Like Those Students Before You.....

Most “first timers” feel as though they don't know enough about stuttering or therapy, and their client knows way more than they do. Well most clients know more about their stuttering than I do, that's why we talk a lot about their stuttering as a part of therapy…. so, maybe there's some normalacy in your feeling a lack of knowledge in stuttering? So what's your role? Roger Federer, arguably the world's best tennis player, has a coach. Playing tennis, Federer could likely beat his coach playing left-handed. So what use is the coach? Well, the coach can see things from an entirely different vantage point than Federer, and can tell him what he's doing wrong and what he needs to do differently to beat his opponent. When you are “in action” you miss half of what's going on. Did you ever watch a video of yourself giving a class presentation? It can be “very informative”. So too for your client --- he or she needs a coach – and you're it. I'll play the part of the coach's coach, and together we're a team.

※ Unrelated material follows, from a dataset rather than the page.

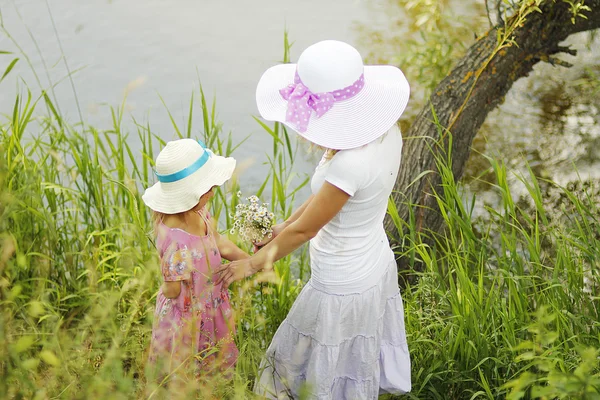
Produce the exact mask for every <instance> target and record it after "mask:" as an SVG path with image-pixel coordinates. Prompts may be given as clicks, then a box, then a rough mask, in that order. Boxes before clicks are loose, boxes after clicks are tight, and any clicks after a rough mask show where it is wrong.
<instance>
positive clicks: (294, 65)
mask: <svg viewBox="0 0 600 400" xmlns="http://www.w3.org/2000/svg"><path fill="white" fill-rule="evenodd" d="M409 96H410V87H409V84H408V81H407V80H406V78H405V77H404V74H403V73H402V71H401V70H400V69H398V68H396V67H394V66H391V65H363V61H362V57H361V56H360V54H359V52H358V51H357V50H356V49H355V48H354V47H352V46H350V45H349V44H347V43H344V42H340V41H336V40H325V41H322V42H318V43H316V44H313V45H312V46H310V47H308V48H307V49H306V50H304V52H302V54H301V55H300V58H299V59H298V64H280V65H276V66H274V67H271V68H269V69H268V70H267V71H266V72H265V73H264V74H263V76H262V77H261V78H260V81H259V82H258V87H257V88H256V104H257V106H258V111H259V113H260V115H261V116H262V117H263V118H264V119H266V120H268V121H278V122H282V123H284V124H285V125H287V126H289V127H290V128H292V129H294V130H295V131H296V132H297V133H298V134H299V135H300V136H302V137H304V138H306V139H307V140H309V141H311V142H313V143H315V144H317V145H319V146H323V147H326V148H329V149H334V150H346V149H352V148H356V147H360V146H362V145H365V144H367V143H370V142H372V141H373V140H375V139H377V138H378V137H380V136H382V135H383V134H384V133H386V132H387V131H388V130H389V129H390V128H391V127H392V126H393V125H394V124H395V123H396V122H397V121H398V119H399V118H400V115H401V114H402V113H403V112H404V109H405V108H406V105H407V103H408V98H409Z"/></svg>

We have an entire semester to work together so that both you and the client come away having progressed. Ask questions – there's not a limit! Tell me what you don't know – I can tell you. Remember that knowing you don't know something is a step above not knowing you don't know something! There are no penalties for asking questions or not knowing something at this point in your career. But clients are penalized for having a clinician who's walking in the dark and afraid to ask where the light switch is. Remember, this isn't only about you; there's someone across the table needing your help.